Another historical example is from Warren County, North Carolina, where, in 1982, activists protested the placement of a hazardous waste landfill in the predominantly Black community.
“The common feeling was that these communities were targeted based on their demographics,” the Department of Energy states on its page on environmental justice history. “They all felt that but for their race and economic status, their communities would not have been designated to host a hazardous waste disposal facility.”
As of 2019, race is still the main indicator of where toxic landfills are placed, and “even when socioeconomic factors are similar across white and non-white communities, the minority community is still more likely to be near environmental hazards,” Thomas quoted activist and professor Paul Mohai as saying.
Studies continuously show the connection of corporations and industries consciously and actively choosing to pollute these communities, while systemically racist housing policies, like zoning and redlining, keep communities of color in these unhealthy neighborhoods.
What you can do: Look inward and examine your own advantages. Lean into learning how to center voices of communities of color and how to know when to speak, listen, and prioritize action. For white allies, a good first step can be joining your local SURJ (Showing Up for Racial Justice) chapter.
What Lesson Will Be Next?
Equipped with this information, now where do you go? Thomas wrote this book for her younger self and for emerging environmentalists of any age. There will always be more to learn, starting with intersectionality.

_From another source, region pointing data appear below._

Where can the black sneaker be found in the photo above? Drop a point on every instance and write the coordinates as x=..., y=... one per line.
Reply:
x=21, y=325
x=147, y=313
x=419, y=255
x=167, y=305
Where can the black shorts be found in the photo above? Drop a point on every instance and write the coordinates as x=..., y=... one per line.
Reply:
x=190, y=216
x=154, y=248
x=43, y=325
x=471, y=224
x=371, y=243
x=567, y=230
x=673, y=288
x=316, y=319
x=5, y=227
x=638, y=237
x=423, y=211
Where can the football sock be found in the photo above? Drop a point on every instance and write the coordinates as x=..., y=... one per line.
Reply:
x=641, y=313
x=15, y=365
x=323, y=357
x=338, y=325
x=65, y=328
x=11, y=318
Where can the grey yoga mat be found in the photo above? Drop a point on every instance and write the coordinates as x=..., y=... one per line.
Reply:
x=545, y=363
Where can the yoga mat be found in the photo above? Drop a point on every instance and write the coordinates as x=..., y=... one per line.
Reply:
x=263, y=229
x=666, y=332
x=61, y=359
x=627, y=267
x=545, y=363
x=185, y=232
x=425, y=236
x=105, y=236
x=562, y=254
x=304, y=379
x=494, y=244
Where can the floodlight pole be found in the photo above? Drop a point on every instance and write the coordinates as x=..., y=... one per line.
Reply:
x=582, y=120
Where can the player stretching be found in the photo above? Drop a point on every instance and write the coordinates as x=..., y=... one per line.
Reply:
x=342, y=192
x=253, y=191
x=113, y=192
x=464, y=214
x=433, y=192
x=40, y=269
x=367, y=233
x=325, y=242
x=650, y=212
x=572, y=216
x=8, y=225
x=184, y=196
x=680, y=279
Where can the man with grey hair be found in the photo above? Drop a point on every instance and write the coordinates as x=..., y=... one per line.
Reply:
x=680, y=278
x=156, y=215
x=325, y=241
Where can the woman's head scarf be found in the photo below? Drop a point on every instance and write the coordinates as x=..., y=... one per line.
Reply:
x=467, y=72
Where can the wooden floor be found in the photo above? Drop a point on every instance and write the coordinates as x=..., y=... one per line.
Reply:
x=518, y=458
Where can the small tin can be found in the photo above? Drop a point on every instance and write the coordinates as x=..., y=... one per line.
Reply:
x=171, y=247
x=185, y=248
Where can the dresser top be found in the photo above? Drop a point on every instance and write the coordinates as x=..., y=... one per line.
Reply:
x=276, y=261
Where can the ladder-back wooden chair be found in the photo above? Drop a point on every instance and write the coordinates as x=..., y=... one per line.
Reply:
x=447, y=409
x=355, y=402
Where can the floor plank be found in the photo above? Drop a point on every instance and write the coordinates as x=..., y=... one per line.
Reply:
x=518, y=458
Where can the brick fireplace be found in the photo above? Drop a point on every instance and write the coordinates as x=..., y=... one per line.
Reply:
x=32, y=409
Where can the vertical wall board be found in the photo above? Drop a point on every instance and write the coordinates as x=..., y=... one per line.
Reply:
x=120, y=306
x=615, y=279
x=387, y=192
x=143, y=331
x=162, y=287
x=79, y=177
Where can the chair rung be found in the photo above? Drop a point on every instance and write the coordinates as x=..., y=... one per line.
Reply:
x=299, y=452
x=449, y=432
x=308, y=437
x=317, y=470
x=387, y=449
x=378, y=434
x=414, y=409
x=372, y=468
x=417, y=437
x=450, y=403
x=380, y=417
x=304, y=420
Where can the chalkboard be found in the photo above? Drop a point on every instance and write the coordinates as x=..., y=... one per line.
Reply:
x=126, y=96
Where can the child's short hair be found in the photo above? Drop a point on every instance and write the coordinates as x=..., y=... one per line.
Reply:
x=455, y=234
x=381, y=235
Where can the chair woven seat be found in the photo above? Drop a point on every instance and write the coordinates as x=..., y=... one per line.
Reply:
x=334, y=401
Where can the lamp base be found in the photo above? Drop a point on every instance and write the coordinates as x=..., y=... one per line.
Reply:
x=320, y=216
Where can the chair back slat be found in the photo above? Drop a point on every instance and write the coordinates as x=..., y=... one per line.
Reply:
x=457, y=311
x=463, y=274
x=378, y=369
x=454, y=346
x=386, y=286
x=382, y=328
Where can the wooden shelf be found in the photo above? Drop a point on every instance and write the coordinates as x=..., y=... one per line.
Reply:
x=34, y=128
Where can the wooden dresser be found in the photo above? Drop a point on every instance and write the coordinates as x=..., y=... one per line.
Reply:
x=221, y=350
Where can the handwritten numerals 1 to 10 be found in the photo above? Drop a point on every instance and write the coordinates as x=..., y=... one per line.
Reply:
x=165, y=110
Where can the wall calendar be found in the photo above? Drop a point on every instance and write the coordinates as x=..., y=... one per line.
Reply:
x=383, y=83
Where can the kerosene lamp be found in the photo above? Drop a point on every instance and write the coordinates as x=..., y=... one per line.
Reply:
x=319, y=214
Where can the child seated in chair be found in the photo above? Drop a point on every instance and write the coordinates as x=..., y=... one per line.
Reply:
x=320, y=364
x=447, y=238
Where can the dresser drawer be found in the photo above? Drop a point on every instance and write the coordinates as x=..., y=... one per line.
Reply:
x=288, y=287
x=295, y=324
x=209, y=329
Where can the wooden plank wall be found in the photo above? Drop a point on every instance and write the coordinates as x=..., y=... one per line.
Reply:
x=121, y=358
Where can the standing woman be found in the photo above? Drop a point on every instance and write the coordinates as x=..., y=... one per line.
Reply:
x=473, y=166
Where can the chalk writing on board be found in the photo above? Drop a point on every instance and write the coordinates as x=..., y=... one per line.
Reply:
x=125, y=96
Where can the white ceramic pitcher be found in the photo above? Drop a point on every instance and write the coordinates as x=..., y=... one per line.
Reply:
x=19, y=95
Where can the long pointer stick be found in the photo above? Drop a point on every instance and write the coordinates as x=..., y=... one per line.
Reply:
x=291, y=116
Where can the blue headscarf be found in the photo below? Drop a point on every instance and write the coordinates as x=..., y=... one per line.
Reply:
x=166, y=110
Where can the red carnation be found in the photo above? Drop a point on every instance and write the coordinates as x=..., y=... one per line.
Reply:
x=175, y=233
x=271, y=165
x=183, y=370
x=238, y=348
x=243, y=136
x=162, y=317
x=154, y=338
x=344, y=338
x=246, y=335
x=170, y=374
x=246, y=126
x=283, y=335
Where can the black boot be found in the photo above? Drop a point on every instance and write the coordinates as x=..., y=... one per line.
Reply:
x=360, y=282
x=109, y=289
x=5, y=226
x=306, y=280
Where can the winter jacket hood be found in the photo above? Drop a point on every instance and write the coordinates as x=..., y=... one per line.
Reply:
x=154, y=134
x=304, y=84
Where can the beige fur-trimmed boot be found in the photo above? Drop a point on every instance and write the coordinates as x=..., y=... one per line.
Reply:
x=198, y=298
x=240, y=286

“I love it when people learn about the history of the environmental justice movement,” Thomas says, suggesting learning about the “mother” and “father” of environmental justice, Hazel M. Johnson and Dr. Robert Bullard as first steps.
“But I know spending a Saturday learning doesn’t sound super fun,” she continues. “Look around for some local protests, get involved in grassroots organizing. You’ll be surprised at the things you can get passed in a city council meeting.”
For example, in April 2016, the LA City Council approved land-use restrictions and mandates for higher-rated air filters, earning a win for residents in the most polluted neighborhoods of the city, who had been fighting for more environmental health protections.
The book isn’t perfect, Thomas notes, but neither is activism. Thomas advocates for any starting points, big or small, and making mistakes.
“You never have to silence parts of your identity or force them to take a back seat in order to advance a cause,” Thomas writes. “We can create our own environmentalism that is intersectional in nature and that truly advocates for the protection of all people and the planet.”
What you can do: Before you go out and fight the good fight, remember that not all activism looks the same. For disabled activists and Black and brown protesters, physical demonstrations can be more dangerous. Check out the toolkit at the end of Thomas’ book, which offers a breadth of resources on different kinds of activism.